用語「異種の」は、宿主細胞に導入されるポリヌクレオチド又はポリペプチドを記載するために、本明細書において使用される。この用語は、宿主細胞のものとは異なる生物、種、又は株にそれぞれ由来するポリヌクレオチド又はポリペプチドを包含する。このケースにおいて、異種ポリヌクレオチド又は異種ポリペプチドは、同一の宿主細胞で見られる任意の配列と異なる配列を有する。しかし、この用語はまた、宿主細胞で見られる配列と同一の配列を有するポリヌクレオチド又はポリペプチドであって、天然の配列と異なる環境で存在する(例えば、異種ポリヌクレオチドは、異なるプロモーターに連結していてよく、また、天然の配列のものとは異なるゲノム位置に挿入されてよい)ポリヌクレオチド又はポリペプチドも包含する。
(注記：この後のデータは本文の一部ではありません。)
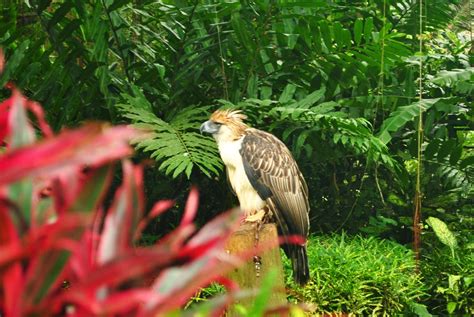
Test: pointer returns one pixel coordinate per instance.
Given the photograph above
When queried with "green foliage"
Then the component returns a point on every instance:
(338, 81)
(363, 276)
(443, 233)
(175, 144)
(449, 279)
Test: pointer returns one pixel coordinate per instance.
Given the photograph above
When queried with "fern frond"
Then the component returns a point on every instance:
(175, 145)
(402, 116)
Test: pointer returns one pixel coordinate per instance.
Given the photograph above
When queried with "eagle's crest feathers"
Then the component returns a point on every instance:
(234, 119)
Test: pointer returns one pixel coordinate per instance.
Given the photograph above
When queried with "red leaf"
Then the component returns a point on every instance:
(122, 218)
(191, 207)
(90, 145)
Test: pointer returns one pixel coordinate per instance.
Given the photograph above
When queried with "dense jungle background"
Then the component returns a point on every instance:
(338, 81)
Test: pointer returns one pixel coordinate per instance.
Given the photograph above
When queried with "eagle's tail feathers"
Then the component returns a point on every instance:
(300, 265)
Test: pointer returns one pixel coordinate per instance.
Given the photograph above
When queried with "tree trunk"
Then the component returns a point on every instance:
(250, 275)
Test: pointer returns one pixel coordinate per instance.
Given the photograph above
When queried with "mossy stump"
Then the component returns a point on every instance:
(249, 276)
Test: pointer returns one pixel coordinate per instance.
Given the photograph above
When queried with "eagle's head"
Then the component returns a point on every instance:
(225, 125)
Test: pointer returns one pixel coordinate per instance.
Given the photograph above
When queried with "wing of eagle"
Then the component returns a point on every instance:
(262, 172)
(274, 174)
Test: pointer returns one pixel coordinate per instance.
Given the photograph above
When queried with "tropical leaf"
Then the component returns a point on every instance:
(176, 145)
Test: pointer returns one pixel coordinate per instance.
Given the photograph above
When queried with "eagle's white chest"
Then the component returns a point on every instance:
(249, 200)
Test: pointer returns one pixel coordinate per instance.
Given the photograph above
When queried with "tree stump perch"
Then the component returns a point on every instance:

「異種発現」は、したがって、宿主細胞にとって非天然の配列の発現、及び、非天然の環境における、宿主細胞にとって天然の配列の発現を包含する。

ポリヌクレオチド又はポリペプチドに関して使用される場合、用語「野生型」は、分子の由来源に関わらず、天然の生物に由来するポリヌクレオチド又はポリペプチド内に存在する、ヌクレオチド配列を有する任意のポリヌクレオチド又はアミノ酸配列を有する任意のポリペプチドを指す。すなわち、用語「野生型」は、分子が天然の由来源から精製されているか、組換えによって発現し、その後精製されているか、又は合成されているかに関わらず、配列の特徴を指す。用語「野生型」は、天然の細胞を指すためにも使用される。
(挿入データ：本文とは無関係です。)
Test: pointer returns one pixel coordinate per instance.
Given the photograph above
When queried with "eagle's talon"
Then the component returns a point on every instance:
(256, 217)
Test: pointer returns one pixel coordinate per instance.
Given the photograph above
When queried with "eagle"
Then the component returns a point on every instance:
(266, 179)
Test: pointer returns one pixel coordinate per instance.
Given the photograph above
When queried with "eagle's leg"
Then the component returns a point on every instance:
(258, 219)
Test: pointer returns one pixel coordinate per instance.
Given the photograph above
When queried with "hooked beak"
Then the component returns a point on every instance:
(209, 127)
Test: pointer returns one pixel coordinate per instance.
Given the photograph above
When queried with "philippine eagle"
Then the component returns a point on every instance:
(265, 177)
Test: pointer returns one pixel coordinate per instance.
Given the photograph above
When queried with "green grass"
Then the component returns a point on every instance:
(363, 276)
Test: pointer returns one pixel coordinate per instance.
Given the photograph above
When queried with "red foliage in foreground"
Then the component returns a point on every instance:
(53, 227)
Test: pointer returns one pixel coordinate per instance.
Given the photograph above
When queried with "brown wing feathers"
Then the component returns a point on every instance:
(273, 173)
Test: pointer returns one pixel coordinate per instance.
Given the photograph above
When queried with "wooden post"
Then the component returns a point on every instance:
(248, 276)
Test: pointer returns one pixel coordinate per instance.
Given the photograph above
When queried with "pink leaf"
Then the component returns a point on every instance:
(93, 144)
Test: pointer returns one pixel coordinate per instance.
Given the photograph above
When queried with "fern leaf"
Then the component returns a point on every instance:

「コントロール細胞」は、試験対象の改変された細胞に別のところでは同一であるが、例えば、改変された細胞と同一の属及び種に属するが、改変された細胞において試験される特定の遺伝子修飾を欠いている、細胞である。

酵素は、本明細書において、それらが触媒する反応によって同定され、そして、別段の指示がない限り、同定される反応を触媒し得る任意のポリペプチドを指す。別段の指示がない限り、酵素は、任意の生物に由来し得、天然の又は突然変異したアミノ酸配列を有し得る。周知のように、酵素は、それが由来する元である由来源生物に時として応じて、複数の機能及び/又は複数の名称を有し得る。本明細書において使用される酵素名は、1つ又は複数の更なる機能又は異なる名称を有し得る酵素を含むオルソログを包含する。
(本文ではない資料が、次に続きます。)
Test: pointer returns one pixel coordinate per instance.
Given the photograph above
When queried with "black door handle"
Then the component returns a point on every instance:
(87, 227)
用語「フィードバックが緩和された (feedback-deregulated)」は、特定の細胞における酵素経路の下流の生成物によって通常は負の調節をされる(すなわち、フィードバック阻害)酵素に関して、本明細書において使用される。この文脈において、「フィードバックが緩和された」酵素は、細胞に対して天然のネイティブ酵素よりもフィードバック阻害に対して感受性が低い酵素の形態である。フィードバックが緩和された酵素は、1つ又は複数の突然変異を天然の酵素に導入することによって生産することができる。或いは、フィードバックが緩和された酵素は、単純に、特定の微生物細胞に導入されると天然のネイティブ酵素ほどにはフィードバック阻害に対して感受性ではない、異種のネイティブ酵素であり得る。一部の実施形態において、フィードバックが緩和された酵素は、微生物細胞においてフィードバック阻害を示さない。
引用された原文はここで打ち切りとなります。